Anche nella notte, quando non vedi più nulla, quando t’assopisci per stanchezza e sfiducia, il Signore agisce e il suo regno viene.
Dal Vangelo secondo Marco
Mc 4,26-34
In quel tempo, Gesù diceva [alla folla]: «Così è il regno di Dio: come un uomo che getta il seme sul terreno; dorma o vegli, di notte o di giorno, il seme germoglia e cresce. Come, egli stesso non lo sa. Il terreno produce spontaneamente prima lo stelo, poi la spiga, poi il chicco pieno nella spiga; e quando il frutto è maturo, subito egli manda la falce, perché è arrivata la mietitura».
Diceva: «A che cosa possiamo paragonare il regno di Dio o con quale parabola possiamo descriverlo? È come un granello di senape che, quando viene seminato sul terreno, è il più piccolo di tutti i semi che sono sul terreno; ma, quando viene seminato, cresce e diventa più grande di tutte le piante dell'orto e fa rami così grandi che gli uccelli del cielo possono fare il nido alla sua ombra».
Con molte parabole dello stesso genere annunciava loro la Parola, come potevano intendere. Senza parabole non parlava loro ma, in privato, ai suoi discepoli spiegava ogni cosa.
Le parabole, si sa, sono raccontate per sortire un effetto e sollecitare una risposta in colui che ascolta.
Qui qual è l’effetto e quale la risposta?
Notate: c’è un agricoltore paziente che semina e c’è un terreno che accoglie il seme. È chiaro che, se da un lato non può esserci alcuna semina senza un terreno “ben disposto”, dall’altro, la terra da sé non può produrre nulla se il contadino non vi getta il seme.

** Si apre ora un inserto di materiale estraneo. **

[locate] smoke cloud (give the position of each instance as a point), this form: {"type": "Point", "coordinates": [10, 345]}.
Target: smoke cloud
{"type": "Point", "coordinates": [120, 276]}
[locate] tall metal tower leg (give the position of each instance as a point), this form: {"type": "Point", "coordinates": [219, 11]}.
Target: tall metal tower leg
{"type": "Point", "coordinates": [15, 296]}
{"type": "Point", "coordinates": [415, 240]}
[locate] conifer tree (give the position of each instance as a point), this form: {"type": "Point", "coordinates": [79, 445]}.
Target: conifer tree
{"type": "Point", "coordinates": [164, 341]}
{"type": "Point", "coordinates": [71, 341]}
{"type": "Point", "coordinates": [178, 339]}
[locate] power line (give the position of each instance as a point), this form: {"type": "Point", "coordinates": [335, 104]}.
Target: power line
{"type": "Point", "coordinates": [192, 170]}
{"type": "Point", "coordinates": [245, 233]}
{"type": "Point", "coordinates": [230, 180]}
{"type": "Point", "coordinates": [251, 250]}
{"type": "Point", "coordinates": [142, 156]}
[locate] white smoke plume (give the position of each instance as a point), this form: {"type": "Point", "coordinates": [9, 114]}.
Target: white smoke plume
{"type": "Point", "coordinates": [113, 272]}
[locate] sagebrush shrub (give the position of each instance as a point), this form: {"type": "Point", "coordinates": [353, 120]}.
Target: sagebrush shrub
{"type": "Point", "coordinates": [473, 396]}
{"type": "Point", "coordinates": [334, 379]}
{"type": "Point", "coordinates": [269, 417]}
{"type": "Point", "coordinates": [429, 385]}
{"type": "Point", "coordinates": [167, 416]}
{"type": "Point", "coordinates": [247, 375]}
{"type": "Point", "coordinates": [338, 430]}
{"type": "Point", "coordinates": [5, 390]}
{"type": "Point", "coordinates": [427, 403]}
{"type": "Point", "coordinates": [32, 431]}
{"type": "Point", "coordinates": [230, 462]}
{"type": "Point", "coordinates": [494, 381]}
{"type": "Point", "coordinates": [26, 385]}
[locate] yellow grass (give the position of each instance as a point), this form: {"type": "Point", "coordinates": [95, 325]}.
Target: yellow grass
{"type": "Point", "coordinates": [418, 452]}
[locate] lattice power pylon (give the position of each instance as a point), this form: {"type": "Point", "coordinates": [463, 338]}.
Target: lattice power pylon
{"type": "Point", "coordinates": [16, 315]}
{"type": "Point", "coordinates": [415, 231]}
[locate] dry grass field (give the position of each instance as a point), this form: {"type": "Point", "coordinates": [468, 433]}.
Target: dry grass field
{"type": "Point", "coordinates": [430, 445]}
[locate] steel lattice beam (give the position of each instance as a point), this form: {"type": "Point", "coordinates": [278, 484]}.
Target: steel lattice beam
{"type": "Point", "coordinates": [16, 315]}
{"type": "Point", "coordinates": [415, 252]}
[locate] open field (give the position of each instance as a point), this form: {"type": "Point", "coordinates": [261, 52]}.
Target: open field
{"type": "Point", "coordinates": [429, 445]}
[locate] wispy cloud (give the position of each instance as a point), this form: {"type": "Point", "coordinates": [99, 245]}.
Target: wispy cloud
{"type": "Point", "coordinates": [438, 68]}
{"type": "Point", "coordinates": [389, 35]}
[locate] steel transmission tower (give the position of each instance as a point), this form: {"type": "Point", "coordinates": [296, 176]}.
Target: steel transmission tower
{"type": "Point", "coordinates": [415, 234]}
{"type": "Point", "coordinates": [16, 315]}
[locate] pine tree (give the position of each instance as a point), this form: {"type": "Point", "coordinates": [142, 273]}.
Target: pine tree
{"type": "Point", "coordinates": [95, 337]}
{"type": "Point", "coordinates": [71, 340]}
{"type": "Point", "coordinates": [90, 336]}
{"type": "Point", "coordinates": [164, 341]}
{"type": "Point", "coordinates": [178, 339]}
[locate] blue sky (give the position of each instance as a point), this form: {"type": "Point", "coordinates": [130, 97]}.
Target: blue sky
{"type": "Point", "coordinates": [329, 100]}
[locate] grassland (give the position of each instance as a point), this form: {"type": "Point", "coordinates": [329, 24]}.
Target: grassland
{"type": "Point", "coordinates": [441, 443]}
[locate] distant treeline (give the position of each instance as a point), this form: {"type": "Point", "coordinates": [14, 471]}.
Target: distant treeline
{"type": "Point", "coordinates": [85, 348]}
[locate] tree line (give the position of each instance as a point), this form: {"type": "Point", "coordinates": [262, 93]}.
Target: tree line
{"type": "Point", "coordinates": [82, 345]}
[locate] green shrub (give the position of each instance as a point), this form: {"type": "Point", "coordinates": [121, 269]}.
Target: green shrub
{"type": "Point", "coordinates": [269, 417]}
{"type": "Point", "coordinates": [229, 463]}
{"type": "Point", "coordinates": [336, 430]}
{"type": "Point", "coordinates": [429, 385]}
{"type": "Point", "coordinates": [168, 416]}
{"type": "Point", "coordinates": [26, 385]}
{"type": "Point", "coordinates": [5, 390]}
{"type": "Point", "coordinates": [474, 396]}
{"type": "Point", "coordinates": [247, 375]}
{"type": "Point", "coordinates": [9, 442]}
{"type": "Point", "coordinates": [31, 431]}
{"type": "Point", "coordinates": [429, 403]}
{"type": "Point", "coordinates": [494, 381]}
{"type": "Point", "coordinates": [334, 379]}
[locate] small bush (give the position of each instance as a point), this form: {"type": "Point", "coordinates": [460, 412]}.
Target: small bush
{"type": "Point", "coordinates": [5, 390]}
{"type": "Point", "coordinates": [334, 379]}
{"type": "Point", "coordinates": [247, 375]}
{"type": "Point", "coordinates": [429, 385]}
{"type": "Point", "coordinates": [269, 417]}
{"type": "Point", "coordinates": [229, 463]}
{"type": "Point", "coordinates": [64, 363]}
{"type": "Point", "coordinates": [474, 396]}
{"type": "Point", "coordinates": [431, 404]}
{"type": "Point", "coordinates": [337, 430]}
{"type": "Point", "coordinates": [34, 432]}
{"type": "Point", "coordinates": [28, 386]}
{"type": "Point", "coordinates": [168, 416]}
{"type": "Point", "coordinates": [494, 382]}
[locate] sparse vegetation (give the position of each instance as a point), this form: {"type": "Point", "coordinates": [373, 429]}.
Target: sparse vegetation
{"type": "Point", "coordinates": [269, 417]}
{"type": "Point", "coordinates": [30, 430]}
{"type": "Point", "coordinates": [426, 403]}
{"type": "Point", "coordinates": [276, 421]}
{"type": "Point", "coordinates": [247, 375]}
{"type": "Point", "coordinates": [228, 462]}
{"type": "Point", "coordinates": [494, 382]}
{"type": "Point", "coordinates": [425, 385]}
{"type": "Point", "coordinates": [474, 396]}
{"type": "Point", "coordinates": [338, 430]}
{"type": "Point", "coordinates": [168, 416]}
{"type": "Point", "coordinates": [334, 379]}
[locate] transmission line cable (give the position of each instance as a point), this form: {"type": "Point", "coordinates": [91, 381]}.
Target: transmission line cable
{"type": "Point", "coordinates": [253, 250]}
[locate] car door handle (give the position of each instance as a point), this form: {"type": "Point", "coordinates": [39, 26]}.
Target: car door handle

Fuor di metafora: Gesù può seminare la Parola solo se in me trova terreno, magari poco profondo, con qualche sasso e un cespuglio di rovi. Ciò che conta è innanzi tutto essere disposti ad ascoltarlo, prendere sul serio il suo annuncio di salvezza.
Ciò che verrà dopo naturalmente, come s’intuisce dalla parabola del seminatore che precede questa che stiamo leggendo, sembra dipendere dalla fecondità della terra, ossia dalla nostra disposizione a mettere in pratica la Parola ascoltata.
Perché allora Gesù si affretta a raccontarci un’altra parabola per dirci che questo seme, “di notte o di giorno, germoglia e cresce”? Cos’altro vuole dirci?
Ecco l’effetto di cui vi parlavo: poiché noi siamo ben consapevoli di essere terra non sempre e non del tutto feconda, intrappolati come siamo da spine e durezze che soffocano e intralciano la venuta del regno nella nostra vita, ecco che l’immagine di questo seme che germoglia e cresce in modo spontaneo, indipendentemente dalla terra che lo accoglie, ci annuncia e ci assicura il meraviglioso/miracoloso intervento di Dio che concede sempre il frutto.
Ossia il regno cresce nonostante le nostre fragilità, malgrado le condizioni avverse in cui ci troviamo e a dispetto degli affanni della vita che cercano di distoglierci sottraendoci speranza, gioia e consolazione.
Se poi leggiamo la terza parabola contadina, quella che segue, del granello di senape, vediamo che il regno cresce non solo senza che l’uomo debba far nulla o nonostante le sue fragilità, ma questa crescita è addirittura eclatante, vistosa, prodigiosa: il seme quasi dal nulla, dall’essere il più piccolo diventa, a suo tempo, il più grande, sino a diventare luogo di rifugio e di accoglienza per gli uccelli del cielo.
Ora, a voler dire brevemente l’effetto che produce in noi questa trilogia di parabole, mi viene in mente semplicemente una parola: fiducia!
Nonostante gli apparenti fallimenti che viviamo, le difficoltà, le avversità, il regno di Dio cresce, in noi e negli altri, sempre, anche se non te ne accorgi subito e benché ti senta risucchiato dallo scetticismo.
Forse - e questa è la nostra risposta alla parabola - dobbiamo soltanto vivere facendo nostra la pazienza del contadino che semina e attende.
Anche nella notte, quando non vedi più niente, quando t’assopisci per stanchezza e sfiducia nel sonno, il Signore agisce e il suo regno viene.